According to the experimental data of the aquathermolysis experiments, the activation energy and frequency factor were estimated by a Kapadia kinetics model [15]. As shown in Figure 3a, the reaction time had a linear relation with the concentrations of H2S [24]. The reaction time and the concentration of H2S were fitted, with the slope of the regression lines showing the values of reaction rates (k) at different temperatures. It can be seen from Figure 3a that the reaction rates at 300 °C and 270 °C are 0.0000467 and 0.00001933, respectively. Figure 3b shows the relationship between the reaction rates (k) and temperatures (T). The corresponding kinetic parameters (activation energy and frequency factor) were obtained according to the slope and intercept of the interpolation line (Figure 3b), which are 76.12 kJ/mol and 404.03 1/day, respectively.

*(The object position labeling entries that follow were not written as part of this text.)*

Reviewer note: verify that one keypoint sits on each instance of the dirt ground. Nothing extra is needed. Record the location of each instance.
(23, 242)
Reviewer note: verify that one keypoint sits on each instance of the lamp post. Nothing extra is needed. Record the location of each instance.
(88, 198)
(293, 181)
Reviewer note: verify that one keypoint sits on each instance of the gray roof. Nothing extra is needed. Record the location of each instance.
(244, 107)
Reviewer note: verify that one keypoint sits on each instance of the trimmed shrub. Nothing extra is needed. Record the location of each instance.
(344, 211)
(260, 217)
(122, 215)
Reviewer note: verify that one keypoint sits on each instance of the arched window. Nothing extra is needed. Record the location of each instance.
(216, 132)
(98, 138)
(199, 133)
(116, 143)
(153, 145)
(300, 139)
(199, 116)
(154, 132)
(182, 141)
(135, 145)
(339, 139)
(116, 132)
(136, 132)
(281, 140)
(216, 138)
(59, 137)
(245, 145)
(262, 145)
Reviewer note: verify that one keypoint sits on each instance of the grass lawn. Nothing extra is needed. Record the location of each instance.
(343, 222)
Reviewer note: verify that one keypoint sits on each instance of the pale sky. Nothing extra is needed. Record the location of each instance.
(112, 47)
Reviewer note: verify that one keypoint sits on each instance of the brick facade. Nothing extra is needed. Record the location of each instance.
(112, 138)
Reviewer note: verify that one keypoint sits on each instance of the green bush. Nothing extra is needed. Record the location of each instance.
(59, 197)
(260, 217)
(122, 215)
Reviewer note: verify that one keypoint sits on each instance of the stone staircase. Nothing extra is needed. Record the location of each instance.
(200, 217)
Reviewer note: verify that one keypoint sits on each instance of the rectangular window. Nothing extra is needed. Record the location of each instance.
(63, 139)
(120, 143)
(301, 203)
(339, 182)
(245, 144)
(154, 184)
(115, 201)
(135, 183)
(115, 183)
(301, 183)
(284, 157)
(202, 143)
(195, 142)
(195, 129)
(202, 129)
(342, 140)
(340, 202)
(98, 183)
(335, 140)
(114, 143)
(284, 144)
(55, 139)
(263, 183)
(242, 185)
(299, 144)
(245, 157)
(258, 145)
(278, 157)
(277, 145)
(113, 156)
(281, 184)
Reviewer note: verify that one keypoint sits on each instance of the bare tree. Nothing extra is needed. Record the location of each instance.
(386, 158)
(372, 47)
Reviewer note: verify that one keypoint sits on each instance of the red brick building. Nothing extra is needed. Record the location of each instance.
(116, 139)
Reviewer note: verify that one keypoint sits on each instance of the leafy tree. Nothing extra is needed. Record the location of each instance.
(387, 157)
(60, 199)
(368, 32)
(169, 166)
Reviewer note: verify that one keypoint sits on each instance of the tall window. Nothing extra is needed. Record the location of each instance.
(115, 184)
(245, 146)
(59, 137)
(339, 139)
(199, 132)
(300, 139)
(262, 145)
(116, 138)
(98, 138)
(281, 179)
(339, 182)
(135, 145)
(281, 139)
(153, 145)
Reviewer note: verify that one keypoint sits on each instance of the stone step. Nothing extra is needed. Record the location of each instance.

2.4.2. One-Dimensional CSS Experiment

The results of the one-dimensional CSS experiment are shown in Figure 4. As shown in Figure 4a, the sandpack model pressure increased during the steam injection. Once the target pressure was reached, the soaking began, and then the sandpack model pressure tended to be stable. When the soaking was completed, the pressure decreased at 1 MPa/h. In addition, as the CSS cycle increased, the oil production gradually dropped while the water cut gradually increased (Figure 4b). The oil recovery at the end of the eighth cycle reached 40.10% (Figure 4a).
The results of gas chromatography are shown in Table 3. It can be seen from Table 3 that the H2S concentration increased from 0.000077% (0.77 ppm) in the first cycle to 0.000194% (1.94 ppm) in the eighth cycle during the one-dimensional CSS experiment. This is because the injected amount of steam increased as the oil was produced, resulting in stronger aquathermolysis reactions. However, it is noted that, after the fourth cycle, the amount of oil saturation was gradually reduced. Therefore, the concentration of H2S at the end of the eighth cycle was only 0.000004% higher than that at the end of the fourth cycle. In addition, the relative volume of CO2 decreased from 98.08% to 89.769% due to the generation of more types of gases during the aquathermolysis reactions and steam extraction.

3. Numerical Simulation

3.1. One-Dimensional Numerical Simulation

3.1.1. Building the One-Dimensional Numerical Simulation Model

In this study, CMG-STARS software was used to develop a numerical model to simulate the H2S generation during the one-dimensional CSS experiment. According to the size of the one-dimensional sandpack model, a one-dimensional numerical simulation model was established, as shown in Figure 5. Reasonable grid size and step size can not only approach reality, but also improve the operational speed of the grid model. Therefore, the one-dimensional numerical simulation model included 48 × 19 × 19 (17328) grids, and the grid size was 1 cm (X) × 0.2 cm (Y) × 0.2 cm (Z). The reservoir properties (porosity, permeability, oil saturation) were obtained from the experimental data, and Table 4 shows the other reservoir and rock properties used in the model.
In this study, the fluid model was set up with three components: water, heavy oil, and H2S. The density and oil volume factors of heavy oil are 955.977 (kg/m3) and 1.035, respectively. The viscosity–temperature curve of heavy oil, oil–water relative permeability curve, and gas–liquid relative permeability curve adopted in the model are shown in Figure 6 and Figure 7.
The kinetic parameters (activation energy and frequency factor) used in the numerical simulation model were obtained from the aforementioned studies (Figure 3), and the following reaction Equation (6) was applicable to describe the generation of H2S during the CSS process.
Heavy Oil→H2S
The production parameters of wells in the model are consistent with the operating parameters during the one-dimensional CSS experiment.

3.1.2. History Matching

Taking the cumulative oil production and H2S production of the one-dimensional CSS experiment as the fitting targets, the matching was carried out by mainly adjusting the relative permeability curve and kinetic parameters, such as activation energy and frequency factor in the developed numerical simulation model. As shown in Figure 8, the simulated cumulative oil production and H2S production are consistent with those obtained by experiments. The average absolute errors between the measured and simulated cumulative oil production and H2S production were 4.31% and 12.46%, respectively. All the results indicate that the measured and simulated H2S production had a good consistency, and the developed model can accurately predict H2S production during CSS processes. Therefore, the calibrated parameters were used to predict H2S production in the following reservoir numerical simulation.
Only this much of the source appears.